Real production performance depends on your specific workload. Coding benchmarks, instruction following, tool use reliability, and hallucination rates all vary between models in ways that matter differently depending on what you are building. Single benchmark headlines are a starting point, not a deployment decision. We have found that using tools like Hugging Face's Transformers library can help with model evaluation and comparison, but it is still important to test the models with your specific use case in mind.
In terms of specific numbers, we have seen that Claude 3 Opus can process around 20,000 tokens per second on a single NVIDIA A100 GPU, while GPT-4 can process around 15,000 tokens per second on the same hardware. However, the actual performance difference between the two models will depend on the specific task and workload. For example, if you are using the model for a task that requires a lot of reasoning and knowledge recall, such as answering complex questions, Claude 3 Opus may be significantly faster than GPT-4.

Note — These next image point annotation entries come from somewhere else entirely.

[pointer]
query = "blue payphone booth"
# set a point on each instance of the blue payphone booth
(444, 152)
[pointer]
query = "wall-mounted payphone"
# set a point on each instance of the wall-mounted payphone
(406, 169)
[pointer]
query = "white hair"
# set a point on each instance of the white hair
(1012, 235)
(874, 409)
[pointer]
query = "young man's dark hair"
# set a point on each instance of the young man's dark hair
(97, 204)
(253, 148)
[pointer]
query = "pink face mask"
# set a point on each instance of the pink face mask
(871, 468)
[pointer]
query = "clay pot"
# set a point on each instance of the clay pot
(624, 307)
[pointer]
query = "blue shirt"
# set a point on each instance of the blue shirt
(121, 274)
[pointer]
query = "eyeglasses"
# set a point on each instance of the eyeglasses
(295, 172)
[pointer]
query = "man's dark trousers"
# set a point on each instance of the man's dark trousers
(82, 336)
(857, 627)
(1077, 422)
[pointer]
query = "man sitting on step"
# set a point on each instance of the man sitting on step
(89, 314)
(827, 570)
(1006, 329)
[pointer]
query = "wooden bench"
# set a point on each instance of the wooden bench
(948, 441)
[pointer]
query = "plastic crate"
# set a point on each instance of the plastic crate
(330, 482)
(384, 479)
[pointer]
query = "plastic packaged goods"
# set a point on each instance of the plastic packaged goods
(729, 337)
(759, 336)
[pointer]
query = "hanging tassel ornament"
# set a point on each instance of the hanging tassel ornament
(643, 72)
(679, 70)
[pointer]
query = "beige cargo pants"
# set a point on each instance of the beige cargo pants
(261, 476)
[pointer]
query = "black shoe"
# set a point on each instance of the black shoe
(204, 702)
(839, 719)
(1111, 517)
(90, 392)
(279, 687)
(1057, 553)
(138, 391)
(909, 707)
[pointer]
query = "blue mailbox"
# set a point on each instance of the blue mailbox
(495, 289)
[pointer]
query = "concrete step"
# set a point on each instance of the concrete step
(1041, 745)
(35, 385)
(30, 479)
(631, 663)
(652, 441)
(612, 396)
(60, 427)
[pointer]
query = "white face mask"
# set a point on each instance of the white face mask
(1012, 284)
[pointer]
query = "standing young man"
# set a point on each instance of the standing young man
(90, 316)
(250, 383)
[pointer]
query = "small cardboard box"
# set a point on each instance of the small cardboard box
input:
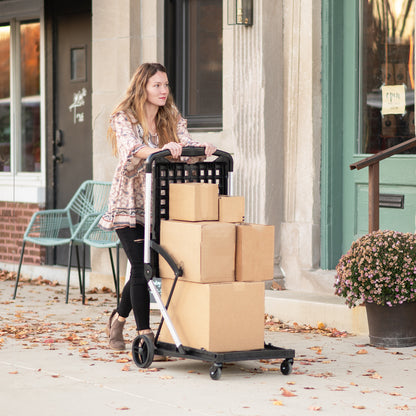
(205, 250)
(254, 252)
(219, 317)
(193, 201)
(231, 208)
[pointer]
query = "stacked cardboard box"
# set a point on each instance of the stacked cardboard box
(218, 303)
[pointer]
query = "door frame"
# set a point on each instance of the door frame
(334, 100)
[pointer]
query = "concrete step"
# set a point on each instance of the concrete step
(310, 308)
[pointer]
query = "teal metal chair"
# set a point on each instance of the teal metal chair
(57, 227)
(99, 238)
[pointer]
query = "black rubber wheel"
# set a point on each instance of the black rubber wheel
(215, 371)
(286, 366)
(143, 351)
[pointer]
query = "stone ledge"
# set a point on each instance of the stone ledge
(310, 308)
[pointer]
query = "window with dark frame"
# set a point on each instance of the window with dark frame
(193, 58)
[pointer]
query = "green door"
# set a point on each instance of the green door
(370, 58)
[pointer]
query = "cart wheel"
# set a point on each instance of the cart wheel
(143, 351)
(215, 371)
(286, 366)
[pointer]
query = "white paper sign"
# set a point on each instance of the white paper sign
(393, 99)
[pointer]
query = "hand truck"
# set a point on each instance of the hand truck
(160, 171)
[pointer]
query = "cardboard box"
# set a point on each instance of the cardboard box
(193, 201)
(254, 252)
(231, 208)
(205, 250)
(219, 317)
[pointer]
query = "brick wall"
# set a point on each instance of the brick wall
(14, 218)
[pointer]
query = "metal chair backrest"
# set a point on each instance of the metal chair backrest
(90, 200)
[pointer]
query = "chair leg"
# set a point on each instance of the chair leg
(18, 270)
(79, 269)
(118, 275)
(69, 270)
(83, 273)
(113, 269)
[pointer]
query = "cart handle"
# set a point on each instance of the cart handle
(190, 151)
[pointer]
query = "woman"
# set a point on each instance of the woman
(146, 121)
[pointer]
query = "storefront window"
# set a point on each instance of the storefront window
(387, 71)
(20, 143)
(30, 96)
(4, 98)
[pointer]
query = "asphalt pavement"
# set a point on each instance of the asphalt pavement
(54, 360)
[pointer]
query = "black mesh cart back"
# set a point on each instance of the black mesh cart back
(160, 172)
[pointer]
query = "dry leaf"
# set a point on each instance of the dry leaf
(287, 393)
(405, 407)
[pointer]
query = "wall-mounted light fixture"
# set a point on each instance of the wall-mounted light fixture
(240, 12)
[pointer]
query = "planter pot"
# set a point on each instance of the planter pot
(392, 326)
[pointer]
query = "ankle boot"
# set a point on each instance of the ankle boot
(114, 330)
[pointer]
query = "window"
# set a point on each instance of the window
(20, 97)
(193, 57)
(387, 82)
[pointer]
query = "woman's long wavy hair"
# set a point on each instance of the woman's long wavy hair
(133, 106)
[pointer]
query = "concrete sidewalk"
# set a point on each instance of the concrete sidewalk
(54, 360)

Anthropic's Constitutional AI approach means Claude 3 models are trained with explicit values and refusal behaviours built in. They are less likely to help with genuinely harmful tasks and more likely to push back on edge cases than some competing models.
For enterprise use cases, that predictability is often a feature. For developers trying to push models into novel applications, it occasionally creates friction that requires prompt engineering to work around. In my experience, this can be a significant challenge, especially when working with models that have been trained on large datasets with inherent biases and flaws.